Matt Harbison <matt_harbison@yahoo.com> [Tue, 13 Dec 2022 16:48:47 -0500] rev 49800
windows: drop an unused method
The only caller was removed in
563eb25e079b.
Matt Harbison <matt_harbison@yahoo.com> [Mon, 12 Dec 2022 14:10:12 -0500] rev 49799
typing: add type hints to the prompt methods in mercurial/ui.py
The @overloads allow for the callers that pass a non-None `default` to not have
to worry about handling a None return to appease pytype.
Matt Harbison <matt_harbison@yahoo.com> [Mon, 12 Dec 2022 14:17:05 -0500] rev 49798
ui: split the `default` arg out of **kwargs for the internal prompt method
This arg was required anyway, based on how it was accessed. Having it separate
allows it to be typed though, and this will simplify things for the callers- if
a non-None `default` is passed, the return can never be None. That can be
expressed with `@overload` when the arg can be typed, but that's not possible
when it is rolled up in **kwargs.
The default value is simply copied from the public `prompt()` above it.

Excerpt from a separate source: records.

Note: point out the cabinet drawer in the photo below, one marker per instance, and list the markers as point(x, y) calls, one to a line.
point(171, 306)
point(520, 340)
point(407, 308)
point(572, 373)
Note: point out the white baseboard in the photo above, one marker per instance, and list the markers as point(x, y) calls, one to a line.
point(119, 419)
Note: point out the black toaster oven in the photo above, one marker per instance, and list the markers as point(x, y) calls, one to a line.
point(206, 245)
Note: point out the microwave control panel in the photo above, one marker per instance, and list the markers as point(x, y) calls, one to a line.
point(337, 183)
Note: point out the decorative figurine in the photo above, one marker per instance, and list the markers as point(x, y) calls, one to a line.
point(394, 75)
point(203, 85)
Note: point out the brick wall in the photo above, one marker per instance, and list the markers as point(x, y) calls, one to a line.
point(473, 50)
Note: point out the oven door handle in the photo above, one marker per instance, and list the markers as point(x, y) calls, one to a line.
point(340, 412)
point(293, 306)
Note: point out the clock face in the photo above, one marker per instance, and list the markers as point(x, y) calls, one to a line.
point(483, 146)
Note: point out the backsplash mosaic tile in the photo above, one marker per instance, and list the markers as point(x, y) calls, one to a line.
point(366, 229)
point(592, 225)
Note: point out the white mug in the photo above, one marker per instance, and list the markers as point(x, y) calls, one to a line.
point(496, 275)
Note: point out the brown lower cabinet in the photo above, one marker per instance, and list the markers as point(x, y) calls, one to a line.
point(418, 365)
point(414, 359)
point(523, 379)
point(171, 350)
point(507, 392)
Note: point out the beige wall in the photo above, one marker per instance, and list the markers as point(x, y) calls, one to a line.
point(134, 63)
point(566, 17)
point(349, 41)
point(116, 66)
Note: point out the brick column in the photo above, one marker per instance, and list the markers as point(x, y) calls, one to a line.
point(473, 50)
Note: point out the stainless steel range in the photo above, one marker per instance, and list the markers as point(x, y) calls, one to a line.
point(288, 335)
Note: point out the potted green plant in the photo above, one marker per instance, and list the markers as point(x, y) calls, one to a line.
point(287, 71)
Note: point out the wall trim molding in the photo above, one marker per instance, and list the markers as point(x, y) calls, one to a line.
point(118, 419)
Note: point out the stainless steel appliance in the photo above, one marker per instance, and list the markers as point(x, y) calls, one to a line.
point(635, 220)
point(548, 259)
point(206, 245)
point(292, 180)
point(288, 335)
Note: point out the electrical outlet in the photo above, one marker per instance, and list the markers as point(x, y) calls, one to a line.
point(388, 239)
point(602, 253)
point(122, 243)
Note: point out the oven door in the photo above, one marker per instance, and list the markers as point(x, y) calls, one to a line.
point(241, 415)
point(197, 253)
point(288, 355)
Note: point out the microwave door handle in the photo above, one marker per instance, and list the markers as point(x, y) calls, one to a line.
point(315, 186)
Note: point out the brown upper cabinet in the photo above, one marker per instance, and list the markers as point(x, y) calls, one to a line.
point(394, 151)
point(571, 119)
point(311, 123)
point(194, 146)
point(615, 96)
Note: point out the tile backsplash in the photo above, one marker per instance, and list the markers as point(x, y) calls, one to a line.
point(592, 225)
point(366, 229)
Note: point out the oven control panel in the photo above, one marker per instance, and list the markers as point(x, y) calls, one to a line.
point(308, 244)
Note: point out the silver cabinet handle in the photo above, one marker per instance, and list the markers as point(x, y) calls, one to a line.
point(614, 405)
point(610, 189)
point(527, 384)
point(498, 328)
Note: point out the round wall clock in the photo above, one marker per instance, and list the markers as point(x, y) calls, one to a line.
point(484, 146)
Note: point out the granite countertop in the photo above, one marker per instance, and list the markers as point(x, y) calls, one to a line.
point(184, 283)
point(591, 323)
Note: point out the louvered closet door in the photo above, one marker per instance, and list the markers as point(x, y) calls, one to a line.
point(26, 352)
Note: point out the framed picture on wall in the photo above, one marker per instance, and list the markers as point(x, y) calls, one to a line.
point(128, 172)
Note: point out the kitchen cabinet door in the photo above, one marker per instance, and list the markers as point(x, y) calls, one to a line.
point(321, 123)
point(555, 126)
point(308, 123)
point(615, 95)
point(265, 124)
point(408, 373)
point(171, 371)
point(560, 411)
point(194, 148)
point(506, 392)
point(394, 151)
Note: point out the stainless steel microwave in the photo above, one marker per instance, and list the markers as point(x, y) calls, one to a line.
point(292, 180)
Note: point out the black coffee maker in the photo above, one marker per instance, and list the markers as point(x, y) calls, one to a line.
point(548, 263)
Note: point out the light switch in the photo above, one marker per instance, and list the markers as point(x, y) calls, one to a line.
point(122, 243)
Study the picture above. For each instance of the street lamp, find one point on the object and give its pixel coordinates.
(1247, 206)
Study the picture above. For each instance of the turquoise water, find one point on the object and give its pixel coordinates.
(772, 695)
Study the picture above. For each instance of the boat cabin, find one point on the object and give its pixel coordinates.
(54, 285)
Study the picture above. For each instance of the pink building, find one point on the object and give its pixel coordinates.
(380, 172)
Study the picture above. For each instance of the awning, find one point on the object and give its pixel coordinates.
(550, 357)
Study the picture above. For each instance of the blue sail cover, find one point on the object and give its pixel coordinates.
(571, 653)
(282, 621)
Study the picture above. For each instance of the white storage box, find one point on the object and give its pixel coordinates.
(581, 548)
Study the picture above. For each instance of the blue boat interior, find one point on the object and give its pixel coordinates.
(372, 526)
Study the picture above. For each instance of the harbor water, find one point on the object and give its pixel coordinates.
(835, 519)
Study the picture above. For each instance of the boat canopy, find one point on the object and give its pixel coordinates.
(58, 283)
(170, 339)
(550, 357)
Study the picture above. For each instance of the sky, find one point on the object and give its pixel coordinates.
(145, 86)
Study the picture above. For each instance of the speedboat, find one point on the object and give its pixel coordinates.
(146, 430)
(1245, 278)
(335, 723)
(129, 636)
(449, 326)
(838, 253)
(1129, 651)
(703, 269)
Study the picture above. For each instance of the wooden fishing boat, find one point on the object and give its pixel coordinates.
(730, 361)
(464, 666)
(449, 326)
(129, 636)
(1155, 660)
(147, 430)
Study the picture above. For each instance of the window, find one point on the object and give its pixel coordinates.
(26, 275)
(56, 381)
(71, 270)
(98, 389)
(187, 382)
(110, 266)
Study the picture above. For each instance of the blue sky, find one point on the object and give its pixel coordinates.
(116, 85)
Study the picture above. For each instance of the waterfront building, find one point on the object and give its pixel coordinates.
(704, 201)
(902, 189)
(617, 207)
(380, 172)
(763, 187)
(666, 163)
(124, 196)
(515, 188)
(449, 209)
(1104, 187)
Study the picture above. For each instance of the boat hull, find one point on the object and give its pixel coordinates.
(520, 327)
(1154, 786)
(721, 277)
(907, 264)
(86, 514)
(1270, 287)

Matt Harbison <matt_harbison@yahoo.com> [Sun, 11 Dec 2022 00:10:56 -0500] rev 49797
typing: add trivial type hints to mercurial/ui.py
There's not really a pattern here; it's mostly obvious return types and in a few
cases, obvious parameter types. Some other "obvious" functions are left out
because of quirks in how the return value for the various config() functions are
inferred cause pytype to complain.
Matt Harbison <matt_harbison@yahoo.com> [Sat, 10 Dec 2022 14:57:42 -0500] rev 49796
doc: don't pass str to ui methods in check-seclevel.py
Matt Harbison <matt_harbison@yahoo.com> [Sat, 10 Dec 2022 14:44:46 -0500] rev 49795
typing: add type hints related to message output in mercurial/ui.py
This will shake loose some bytes vs str issues in the doc checker.